Document conflicts can occur in distributed environments that support data synchronization, wherein a document can be updated concurrently by one or more writers. This is especially common in mobile environments where unreliable network connections may result in concurrent changes from multiple devices not being synchronized in a timely fashion. It can also occur on the client side, for instance, if a document is being updated locally while changes to the document are being pulled down to the client from remote server. Hence, there is a need to resolve these document conflicts.  Couchbase Mobile 2.0, introduces “Automatic Conflict Resolution” or a “Conflict free” mode wherein conflicts are automatically handled and  there are effectively no conflicting document revisions in the Couchbase database.

As an app developer, you probably wouldn’t ever have to do anything specifically on the app side in order to deal with conflicts because the system’s default conflict resolver will automatically handle things for you. However, if you need to, you have the option of being notified on conflicts and can take appropriate action . This post will discuss the fundamentals of how document conflicts are automatically handled in Couchbase Mobile 2.0 using the “automatic conflict resolution” or “conflict free ” mode .

 

Assumptions

This post assumes that you are familiar with the architecture of Couchbase Mobile stack that includes the Couchbase Lite embedded datababase for your mobile clients, the Sync Gateway and Couchbase Server. If you are new to the platform, I would recommend catching with these resources.

Background

If you haven’t done so, it would be worthwhile reading this earlier demystifying conflict resolution post that discusses the fundamentals of how conflict resolution is handled on “non-conflict-free” mode in Couchbase Mobile including an overview Multi Version Concurrency Control (MVCC) system.

Document Revision Tree

To understand conflict resolution process, you would have to a basic understanding of how documents are stored. In Couchbase Mobile, every document is assigned a unique system generated revision ID or revID. This ID is in addition to the document ID which remains the same across document revisions. Every change to a document, be it a modification or a delete is treated as a new revision to the document and is hence, assigned a new revision ID.
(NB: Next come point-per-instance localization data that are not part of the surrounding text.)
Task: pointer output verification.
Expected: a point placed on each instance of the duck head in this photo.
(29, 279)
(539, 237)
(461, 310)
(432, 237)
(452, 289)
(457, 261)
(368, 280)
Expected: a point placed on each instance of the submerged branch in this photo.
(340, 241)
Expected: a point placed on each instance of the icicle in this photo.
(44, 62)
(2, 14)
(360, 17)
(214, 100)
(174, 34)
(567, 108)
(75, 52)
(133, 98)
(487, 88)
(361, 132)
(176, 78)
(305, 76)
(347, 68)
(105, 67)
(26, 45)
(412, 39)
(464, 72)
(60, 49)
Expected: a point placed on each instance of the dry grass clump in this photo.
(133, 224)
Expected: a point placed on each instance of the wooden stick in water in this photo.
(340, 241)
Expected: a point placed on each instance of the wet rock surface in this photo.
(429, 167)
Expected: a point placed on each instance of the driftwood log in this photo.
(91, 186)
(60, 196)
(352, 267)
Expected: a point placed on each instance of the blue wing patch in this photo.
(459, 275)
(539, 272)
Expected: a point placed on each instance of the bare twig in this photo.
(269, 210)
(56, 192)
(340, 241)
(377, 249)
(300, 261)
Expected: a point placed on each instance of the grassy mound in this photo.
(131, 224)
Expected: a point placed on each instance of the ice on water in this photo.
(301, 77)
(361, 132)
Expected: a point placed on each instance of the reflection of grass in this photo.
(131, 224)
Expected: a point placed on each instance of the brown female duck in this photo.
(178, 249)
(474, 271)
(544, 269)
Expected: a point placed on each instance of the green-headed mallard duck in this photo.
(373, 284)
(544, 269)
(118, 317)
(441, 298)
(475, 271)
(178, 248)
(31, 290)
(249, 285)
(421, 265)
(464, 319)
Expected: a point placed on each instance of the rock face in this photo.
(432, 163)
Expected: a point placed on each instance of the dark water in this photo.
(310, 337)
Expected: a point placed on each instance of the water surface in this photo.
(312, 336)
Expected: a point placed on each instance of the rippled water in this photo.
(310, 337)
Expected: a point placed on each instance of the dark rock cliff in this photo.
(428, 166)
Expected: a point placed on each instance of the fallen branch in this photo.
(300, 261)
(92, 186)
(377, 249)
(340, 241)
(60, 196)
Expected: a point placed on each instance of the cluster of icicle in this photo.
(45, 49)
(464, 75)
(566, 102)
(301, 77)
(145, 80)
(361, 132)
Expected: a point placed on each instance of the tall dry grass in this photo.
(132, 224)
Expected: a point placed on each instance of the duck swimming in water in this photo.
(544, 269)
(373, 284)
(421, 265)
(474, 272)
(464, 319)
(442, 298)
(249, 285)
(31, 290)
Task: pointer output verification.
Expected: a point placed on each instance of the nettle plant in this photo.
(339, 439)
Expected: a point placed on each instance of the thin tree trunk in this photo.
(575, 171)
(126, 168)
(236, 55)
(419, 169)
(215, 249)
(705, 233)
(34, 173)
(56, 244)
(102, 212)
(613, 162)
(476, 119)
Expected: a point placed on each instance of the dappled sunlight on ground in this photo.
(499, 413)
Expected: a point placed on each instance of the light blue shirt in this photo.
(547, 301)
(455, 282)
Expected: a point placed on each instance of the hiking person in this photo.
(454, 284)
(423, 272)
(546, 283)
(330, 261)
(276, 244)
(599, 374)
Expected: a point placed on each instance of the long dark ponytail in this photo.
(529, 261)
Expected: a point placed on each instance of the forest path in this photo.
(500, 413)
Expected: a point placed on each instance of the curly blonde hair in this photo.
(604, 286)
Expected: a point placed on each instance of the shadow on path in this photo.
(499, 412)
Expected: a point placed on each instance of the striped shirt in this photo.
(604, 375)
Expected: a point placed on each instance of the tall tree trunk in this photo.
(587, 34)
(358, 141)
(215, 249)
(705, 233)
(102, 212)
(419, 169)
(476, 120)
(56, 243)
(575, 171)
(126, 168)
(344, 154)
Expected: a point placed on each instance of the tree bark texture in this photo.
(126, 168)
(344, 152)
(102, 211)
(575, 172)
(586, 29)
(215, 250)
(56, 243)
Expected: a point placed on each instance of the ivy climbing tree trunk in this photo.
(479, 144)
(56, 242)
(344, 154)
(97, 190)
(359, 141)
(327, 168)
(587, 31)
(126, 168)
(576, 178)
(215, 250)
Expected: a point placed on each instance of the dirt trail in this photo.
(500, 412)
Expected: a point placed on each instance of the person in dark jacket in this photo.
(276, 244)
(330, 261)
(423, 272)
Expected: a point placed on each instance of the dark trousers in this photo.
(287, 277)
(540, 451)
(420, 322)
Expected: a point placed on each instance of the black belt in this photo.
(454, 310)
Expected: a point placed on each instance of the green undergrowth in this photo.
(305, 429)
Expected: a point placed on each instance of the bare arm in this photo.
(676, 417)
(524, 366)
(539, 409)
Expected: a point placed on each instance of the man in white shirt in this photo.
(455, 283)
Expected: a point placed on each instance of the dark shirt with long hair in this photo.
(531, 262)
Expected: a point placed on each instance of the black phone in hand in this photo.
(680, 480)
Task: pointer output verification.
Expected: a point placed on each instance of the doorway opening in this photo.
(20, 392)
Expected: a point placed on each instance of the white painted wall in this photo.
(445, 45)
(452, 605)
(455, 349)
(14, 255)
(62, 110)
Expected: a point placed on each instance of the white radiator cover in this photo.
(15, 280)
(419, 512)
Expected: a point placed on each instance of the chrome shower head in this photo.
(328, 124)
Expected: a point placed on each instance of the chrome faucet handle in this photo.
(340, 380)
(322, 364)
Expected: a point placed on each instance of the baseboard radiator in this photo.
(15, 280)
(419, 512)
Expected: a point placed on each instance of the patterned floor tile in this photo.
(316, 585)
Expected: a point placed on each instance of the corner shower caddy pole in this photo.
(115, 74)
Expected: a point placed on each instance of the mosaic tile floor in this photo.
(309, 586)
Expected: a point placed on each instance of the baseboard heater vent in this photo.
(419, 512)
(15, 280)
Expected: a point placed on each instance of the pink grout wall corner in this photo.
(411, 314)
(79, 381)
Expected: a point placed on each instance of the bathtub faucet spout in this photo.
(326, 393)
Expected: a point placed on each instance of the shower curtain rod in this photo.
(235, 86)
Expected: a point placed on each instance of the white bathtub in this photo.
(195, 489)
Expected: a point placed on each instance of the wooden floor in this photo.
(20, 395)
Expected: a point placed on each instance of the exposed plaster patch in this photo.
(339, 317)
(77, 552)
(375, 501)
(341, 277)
In addition, every document revision has a “generationID” associated with it. The first time a document is created, a revision gets created with a “generationID” of 1. Every subsequent revision update will increment this number.

Every time a change (edit or delete) is to be made to an existing document, the writer must include the revision ID of the current revision of the document that is being updated. A new revision is created for the change and added as a child node to the current revision that was being updated, resulting in a Revision Tree for the document.

NOTE : The “revID” must be treated as an opaque object by the app and the app must not try to generate the “revID”.

How Document Conflicts Occur

At a high level, a conflict occurs when changes are made to the same parent revision of a document by multiple writers.

Conflicts At Couchbase Lite

The illustration below describes a scenario where an app is updating a document revision in memory while the same revision is being updated as a result of a pull replication.

Conflicts At Sync Gateway

The illustration below describes a scenario where two clients push up changes to the same revision of the document.

Conflict Resolution in Couchbase Mobile 2.0

In “Conflict Free” mode , the Sync Gateway essentially rejects all conflicting updates. The conflicts are automcatically resolved at the time the document is created, updated or deleted.
So the implication of this is that there are no conflicting documents stored in the database and is effectively, “Conflict Free”. We will take a look at how this works.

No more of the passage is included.